Itulah kenapa Pilkada 2020 disebut Pemilihan Serentak Lanjutan (PSL), karena adanya bencana non alam sehingga mengakibatkan tertundanya sebagian tahapan penyelnggaraan Pilkada dan kemudian dilanjutkan kembali.
Kompleksitas pelaksanaan Pilkada 2020 secara teknis menyesuaikan dengan protokol kesehatan Covid-19. Awal-awal penerapannya menimbulkan polemik nasional karena pada masa pendaftaran dan deklarasi pasangan calon banyak aturan protokol kesehatan Covid-19 dilangggar. Belum lagi terdapatnya sejumlah jajaran penyelenggara Pilkada terkmasud KPU dan Bawaslu pusat sampai daerah serta peserta Pilkada terkonfirmasi positif Covid-19. Sehingga ditengah-tengah penyelenggaran Pilkada harus menjalani proses isolasi mandiri selama 14 hari.

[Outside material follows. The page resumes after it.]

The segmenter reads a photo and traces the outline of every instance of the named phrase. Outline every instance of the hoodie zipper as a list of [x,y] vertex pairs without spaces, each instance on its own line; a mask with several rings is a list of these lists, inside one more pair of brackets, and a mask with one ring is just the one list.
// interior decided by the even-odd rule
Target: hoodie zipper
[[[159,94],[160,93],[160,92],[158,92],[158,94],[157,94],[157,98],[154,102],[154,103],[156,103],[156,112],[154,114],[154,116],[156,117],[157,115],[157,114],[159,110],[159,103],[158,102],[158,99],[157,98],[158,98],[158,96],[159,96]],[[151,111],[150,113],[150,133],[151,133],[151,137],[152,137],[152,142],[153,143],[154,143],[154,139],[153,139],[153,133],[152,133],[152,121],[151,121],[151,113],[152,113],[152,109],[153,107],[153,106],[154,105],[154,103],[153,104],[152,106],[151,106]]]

Tetapi sungguh diluar dugaan, jutru Pilkada 2020 tidak melahirkan kluster Pilkada yang dikhawatirkan sejumlah pihak sejak perdebatan apakah Pilkada 2020 dilanjutkan atau ditunda sampai masa pandemi berakhir. Sungguh patut di apresiasi bahwa Pilkada 2020 justru dapat dijadikan momentum bagi penyelenggara Pilkada, Pemerintah, Partai Politik, peserta maupun pemilih itu sendiri untuk mengendalikan penyebaran dan pencegahan Covid-19.

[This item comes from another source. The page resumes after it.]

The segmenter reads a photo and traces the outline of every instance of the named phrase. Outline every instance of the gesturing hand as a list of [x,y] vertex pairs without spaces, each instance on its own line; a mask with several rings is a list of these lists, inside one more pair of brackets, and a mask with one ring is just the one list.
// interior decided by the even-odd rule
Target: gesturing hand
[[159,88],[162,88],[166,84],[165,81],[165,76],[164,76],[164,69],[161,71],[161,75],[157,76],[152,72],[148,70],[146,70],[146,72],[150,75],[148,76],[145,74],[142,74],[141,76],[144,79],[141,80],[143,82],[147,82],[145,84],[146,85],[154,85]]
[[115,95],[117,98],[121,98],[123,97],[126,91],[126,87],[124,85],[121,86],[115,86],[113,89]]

Tentu saja sebuah perkerjaan yang menguras tenaga penyelenggara Pilkada maupun peserta itu sendiri dalam kurung waktu tahapan penyelenggaraan berkutat memikirkan bagaimana Pilkada bisa sukses ditengah tuntutan kepatuhan terhadap protokol kesehatan Covid-19. Publik pasti banyak yang melihat hasil akhir tetapi bagaimana semua proses itu berjalan, maka hanya akan ditemukan ceritanya dari mereka yang melaksanakan dan termaksud praktisi pemilu yang setia merekam jejak-jekak Pilkada 2020 masa pandemi.
Dalam diskusi " Evaluasi Pengawasan Pemilu/Pemilihan Tahun 2020 yang digagas Bawaslu Provinsi Sultra" dengan topik yang diberikan kepada penulis selaku pihak pemantau Pemilu/Pemilihan yakni "Efektifitas Pengawasan Tahapan Pemilu dan Daftar Pemilih Berkelanjutan dari Presfektif Pemantau Pemilu.
Maka tentu saja bukan hanya evaluasi menyangkut pengawasan Pilkada 2020 tetapi juga menyangkut Pemilu 2019 lalu. Topiknya pun lebih mengerucut kepada efektifitas pengawasan Bawaslu berkaitan dengan daftar pemilih berkelanjutan baik Pemilu maupun Pemilihan.